# Hedgehog and I losing bond..



## Hh9 (Feb 22, 2016)

My hedgehog is very sweet... I worked with him everyday and he loved it... But for some reason he has been very territorial and huffs everytime I go near him... He always did that but after a few minutes he would stop but now he doesnt stop. I dont know what to do... Any advice??


----------



## Theobromine (Nov 5, 2015)

How old is your hedgehog? Is there a possibility that he may be in a bad mood because he's quilling?


----------



## CherylMatthews (Apr 19, 2016)

*It sounds like he's quilling. Due to the pain and discomfort of losing quills, they will tend to be more huffy when you try and pick them up. *


----------



## Hh9 (Feb 22, 2016)

He was born at the end of January


----------



## nikki (Aug 28, 2008)

He's about 16 weeks old so he's probably not quilling right now.
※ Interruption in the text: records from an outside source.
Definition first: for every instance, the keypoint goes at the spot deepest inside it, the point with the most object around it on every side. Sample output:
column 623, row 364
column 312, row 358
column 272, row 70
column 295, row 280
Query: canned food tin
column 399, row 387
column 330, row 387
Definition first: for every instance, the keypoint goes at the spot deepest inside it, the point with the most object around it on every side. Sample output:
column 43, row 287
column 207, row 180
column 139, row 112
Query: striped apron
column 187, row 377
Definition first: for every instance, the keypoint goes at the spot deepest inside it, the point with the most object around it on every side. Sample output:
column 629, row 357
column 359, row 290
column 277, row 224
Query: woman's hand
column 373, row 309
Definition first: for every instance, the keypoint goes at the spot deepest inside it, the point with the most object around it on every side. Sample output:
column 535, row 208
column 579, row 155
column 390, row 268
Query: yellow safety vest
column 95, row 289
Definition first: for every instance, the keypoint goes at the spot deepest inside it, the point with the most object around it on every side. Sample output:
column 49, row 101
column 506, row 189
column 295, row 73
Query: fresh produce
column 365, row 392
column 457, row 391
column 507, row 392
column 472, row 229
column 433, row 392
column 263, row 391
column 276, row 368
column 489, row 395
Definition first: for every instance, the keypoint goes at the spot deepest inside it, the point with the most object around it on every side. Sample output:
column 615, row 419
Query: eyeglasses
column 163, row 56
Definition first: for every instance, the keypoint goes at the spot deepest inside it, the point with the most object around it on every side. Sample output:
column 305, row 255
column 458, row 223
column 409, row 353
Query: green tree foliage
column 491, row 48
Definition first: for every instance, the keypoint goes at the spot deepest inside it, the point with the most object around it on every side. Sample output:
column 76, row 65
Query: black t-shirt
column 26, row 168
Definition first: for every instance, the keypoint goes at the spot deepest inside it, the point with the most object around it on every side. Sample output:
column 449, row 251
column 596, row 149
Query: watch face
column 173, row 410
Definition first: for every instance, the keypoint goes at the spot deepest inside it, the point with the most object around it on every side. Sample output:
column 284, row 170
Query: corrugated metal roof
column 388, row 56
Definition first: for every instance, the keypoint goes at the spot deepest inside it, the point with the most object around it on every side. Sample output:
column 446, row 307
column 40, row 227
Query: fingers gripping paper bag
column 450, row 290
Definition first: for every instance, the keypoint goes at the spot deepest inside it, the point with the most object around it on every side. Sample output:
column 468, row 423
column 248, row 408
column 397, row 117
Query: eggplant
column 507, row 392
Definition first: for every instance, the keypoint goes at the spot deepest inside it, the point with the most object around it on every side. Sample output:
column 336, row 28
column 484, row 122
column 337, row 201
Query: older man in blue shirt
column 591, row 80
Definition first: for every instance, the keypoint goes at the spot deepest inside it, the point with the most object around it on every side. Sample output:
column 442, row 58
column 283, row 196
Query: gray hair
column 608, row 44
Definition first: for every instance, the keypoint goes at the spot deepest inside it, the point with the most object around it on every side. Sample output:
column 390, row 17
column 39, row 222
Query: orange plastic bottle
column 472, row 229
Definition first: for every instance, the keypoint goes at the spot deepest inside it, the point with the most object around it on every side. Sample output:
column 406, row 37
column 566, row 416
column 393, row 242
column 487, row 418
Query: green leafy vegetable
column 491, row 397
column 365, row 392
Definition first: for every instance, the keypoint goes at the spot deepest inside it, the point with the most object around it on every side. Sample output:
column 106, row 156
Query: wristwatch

What do you do when he huffs at you?


----------



## Hh9 (Feb 22, 2016)

Well I lift his igloo or snuggle sack up and the first thing he does is huff and stick is quills up... I give him a few minutes to warm up and try to slowly touch him. I usually will put some mealworms or food close to his face to get his head to come out and then I go to pet him again and he huffs again. This makes me give up and let him be please give me some tips i miss him!!


----------



## Artemis-Ichiro (Jan 22, 2016)

When you leave him alone after huffing you are teaching him that you will leave him alone by doing that. You need to pick him up and continue with your usual routine that's how he learns that it's pointless.


----------



## nikki (Aug 28, 2008)

You have taught him that if he huffs you'll leave him alone. So in effect you have trained him to huff at you. When you go to pick him up you need to follow through with it no matter how he reacts. He will then learn that huffing doesn't help and will be less lightly to huff at you.


----------



## Hh9 (Feb 22, 2016)

Okay! Thankyou


----------



## Artemis-Ichiro (Jan 22, 2016)

Forgot to add, be confident when you do it, if you are nervous or hesitant, he's going to use it to its advantage.


----------



## twobytwopets (Feb 2, 2014)

Reaching in and grabbing them can be daunting if you let it be. It doesn't have to be. You get poked. Then you get used to it. 
If you need to, use some fleece to pick him up. Just go in and do it. Convince yourself before you even walk in the room that you are committed to doing this, walk in, open the cage up and pick him up. Don't stop to think about it.


----------



## CrysAnner (Apr 29, 2016)

Also try soft gentle back talk. When Stellaa! has a huffy fit at me I'll softly tell her to toughen up and call her a cranky pants, kind of stuff but in a playful way. Your familiar voice can help them realize that oh! Thats a friend! And want to investigate. The words/ conversation you choose to say are of course optional in terms of what youre saying. I choose banter because my Stellaa! Is a pack of sassy haha.


----------